EPILOGUE
„Der Tod
ist ein König
mächtig und
allmächtig
mit Königin
doch ohne Garde
und zwischen seinen Beinen
pendelt eine Hellebarde
weiß nicht wohin er will
links rechts
das Pendel gibt die Richtung an
weil er sich nicht entscheiden kann“
Till Lindemann, „Der Tod“
Tout
le monde est déjà là quand j’arrive à l’hôpital : Maja dans les bras de Schneider,
visiblement en larmes, sous le regard timide de la mère d’Emil et de la sœur de
Paul ; Olli agenouillé devant Hannah, qui est sagement assise entre Emil et
Thomas – non, Tanja ; Flake debout à côté d’eux, murmurant quelque chose à
Jenny et Lidja ; et Richard qui fume sa clope au bout du couloir, tout
seul.
‘Till,’ m’accueille Flake. ‘Tu as fait vite.’
‘J’ai pris le premier avion.’
Je
jette un coup d’œil à chacun des enfants de Paul.
‘Comment ils encaissent ?’ marmonné-je à Flake.

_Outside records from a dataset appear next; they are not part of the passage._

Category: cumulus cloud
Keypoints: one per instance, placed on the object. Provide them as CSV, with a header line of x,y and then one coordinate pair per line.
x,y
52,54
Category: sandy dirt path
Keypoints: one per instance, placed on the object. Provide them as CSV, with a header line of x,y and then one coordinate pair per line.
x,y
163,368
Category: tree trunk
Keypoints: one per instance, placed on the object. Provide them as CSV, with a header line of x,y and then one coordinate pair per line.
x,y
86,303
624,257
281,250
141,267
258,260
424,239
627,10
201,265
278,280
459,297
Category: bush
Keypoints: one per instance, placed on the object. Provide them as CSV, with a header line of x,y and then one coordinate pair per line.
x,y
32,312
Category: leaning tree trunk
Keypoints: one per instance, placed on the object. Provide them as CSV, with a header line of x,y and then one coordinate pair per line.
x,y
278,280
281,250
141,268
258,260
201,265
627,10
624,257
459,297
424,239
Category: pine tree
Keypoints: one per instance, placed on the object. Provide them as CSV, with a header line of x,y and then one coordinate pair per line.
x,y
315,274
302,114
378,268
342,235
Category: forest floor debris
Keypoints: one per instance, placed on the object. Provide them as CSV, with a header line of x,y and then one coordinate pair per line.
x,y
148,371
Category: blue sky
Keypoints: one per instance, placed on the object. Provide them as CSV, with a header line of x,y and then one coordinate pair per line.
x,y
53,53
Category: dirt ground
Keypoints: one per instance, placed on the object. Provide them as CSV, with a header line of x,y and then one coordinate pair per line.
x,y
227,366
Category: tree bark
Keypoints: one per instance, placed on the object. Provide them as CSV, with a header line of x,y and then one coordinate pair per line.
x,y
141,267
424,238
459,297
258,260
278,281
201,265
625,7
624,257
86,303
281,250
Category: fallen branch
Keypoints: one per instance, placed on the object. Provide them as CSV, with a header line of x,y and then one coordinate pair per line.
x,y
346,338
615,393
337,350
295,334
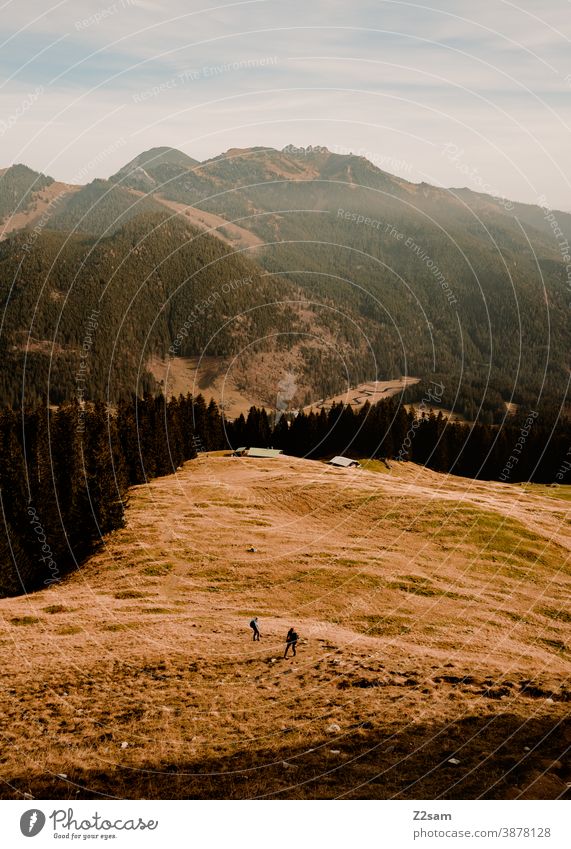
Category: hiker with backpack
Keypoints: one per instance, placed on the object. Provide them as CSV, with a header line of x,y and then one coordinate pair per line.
x,y
291,641
255,629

‘Hannah est sous le choc et ne parle pas : Olli
essaye de la rassurer depuis tout à l’heure ; Emil semble un peu déboussolé
mais ça va ; par contre, Thomas… enfin, je veux dire : Tanja… comment
dire ?… Elle a l’air désinvolte et choqué en même temps.’
‘Ils s’étaient disputés,’ rappelle Jenny. ‘Elle et
Paul ne se sont pas revus depuis le départ d’Amy.’

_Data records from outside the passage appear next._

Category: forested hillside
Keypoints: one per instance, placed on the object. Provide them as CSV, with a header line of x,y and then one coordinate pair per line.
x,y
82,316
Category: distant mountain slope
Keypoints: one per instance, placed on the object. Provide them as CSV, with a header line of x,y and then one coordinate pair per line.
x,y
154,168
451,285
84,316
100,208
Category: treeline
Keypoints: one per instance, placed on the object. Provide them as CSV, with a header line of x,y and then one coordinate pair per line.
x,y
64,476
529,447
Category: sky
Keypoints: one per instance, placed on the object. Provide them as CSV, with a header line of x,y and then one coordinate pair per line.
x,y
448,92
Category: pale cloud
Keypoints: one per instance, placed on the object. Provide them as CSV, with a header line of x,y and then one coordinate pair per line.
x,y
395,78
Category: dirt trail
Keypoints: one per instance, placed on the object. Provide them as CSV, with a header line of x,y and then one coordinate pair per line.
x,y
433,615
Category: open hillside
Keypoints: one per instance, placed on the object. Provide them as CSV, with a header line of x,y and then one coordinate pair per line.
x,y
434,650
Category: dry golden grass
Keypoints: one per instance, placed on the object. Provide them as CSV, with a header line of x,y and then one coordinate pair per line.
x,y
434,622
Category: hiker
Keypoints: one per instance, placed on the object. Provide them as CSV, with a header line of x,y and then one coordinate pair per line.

‘Il – enfin, elle – doit se sentir un peu coupable…’
conclut Lidja.
‘Paul est dans un sale état ?’ demandé-je.
‘Toujours dans le coma aux dernières nouvelles. Avec
un hématome sous dural, c’est normal,’ répond Flake d’un air sceptique.
‘Il y a toujours de l’espoir,’ insiste Jenny.
‘Là, je ne crois pas, non.’
Les
deux femmes gardent le silence. Je dévisage Flake.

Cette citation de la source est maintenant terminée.